El pesimismo se convirtió en doctrina (Sartre, Cioran): resultaba cruel seguir creyendo en el progreso indefinido que habían enarbolado los ilustrados del XVIII. El hombre era un corcho a la deriva. Aldous Huxley (Un mundo feliz, de 1932), George Orwell (1984, de 1948) y Ray Bradbury (Farenheit 451, de 1953) imaginaron ficciones futuristas que tenían en común la aparición de un Estado que se servía de la tecnología para sojuzgar las conciencias y las libertades.
El porvenir era una pesadilla. Ya no el paraíso en la tierra, ya no la civilización científica de Comte o la sociedad igualitaria de Marx. Desde entonces profesamos una mentalidad anti-moderna. Corren tiempos posmodernos. Ya no creemos en el poder absoluto de la razón, y las chimeneas no simbolizan más el bienestar de los mortales.
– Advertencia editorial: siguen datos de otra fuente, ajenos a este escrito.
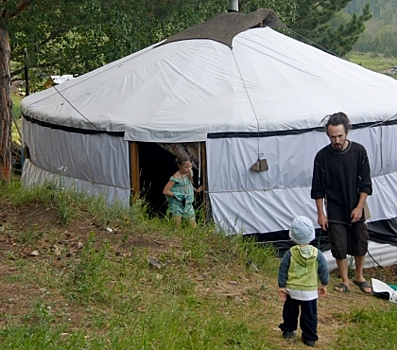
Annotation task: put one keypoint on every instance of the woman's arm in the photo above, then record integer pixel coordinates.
(167, 189)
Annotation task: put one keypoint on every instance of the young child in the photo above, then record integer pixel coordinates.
(300, 271)
(180, 192)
El hombre es el gran enemigo del hombre y de la naturaleza.
¡Qué llamativo que la modernidad se fundara también con ficciones! Con las utopías de Campanella y de Moro, pero especialmente con la Nueva Atlántida (1626) del inglés Francis Bacon. En ella se fabula una expedición que parte de las costas del Perú y, por azar, recala en una ignota isla donde los viajeros son recibidos con hospitalidad. Sus anfitriones les muestran las bondades del país, por ejemplo la Casa de Salomón donde discurre una agitada actividad científica.
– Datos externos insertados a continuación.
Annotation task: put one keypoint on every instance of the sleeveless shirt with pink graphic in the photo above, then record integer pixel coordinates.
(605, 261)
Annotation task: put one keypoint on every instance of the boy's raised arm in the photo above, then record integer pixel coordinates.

Desde ese inmenso taller, los sabios gobiernan la isla y, como en la mente del más ilusionado tecnócrata, la ciencia garantiza, con sus hallazgos e invenciones, la satisfacción de sus habitantes: «Tenemos grandes y espaciosas casas, donde imitamos y producimos fenómenos como nieve, granizo, lluvia y algunas lluvias artificiales de cuerpos y no de agua, truenos, relámpagos, también generación de cuerpos en el aire, como ranas, moscas y otros. […]
En los huertos hacemos artificialmente que los árboles y las flores maduren más temprano o más tarde de lo que lo hacen de forma natural. Los hacemos también, artificialmente, de mucho mayor tamaño de lo que son por naturaleza, y sus frutos mayores, más dulces y de diferente sabor, olor, color y forma que los naturales. […]
También tenemos parques y encierros para pájaros y bestias, que usamos para disecciones y experimentos, para iluminarnos en lo que pueda ser trabajado en el cuerpo humano. De este modo observamos muchos efectos extraños, como la continuación de la vida, aunque diversos órganos, que vosotros consideráis vitales, se les hayan quitado; la vuelta a la vida de algunos que parecían muertos, y cosas por el estilo.»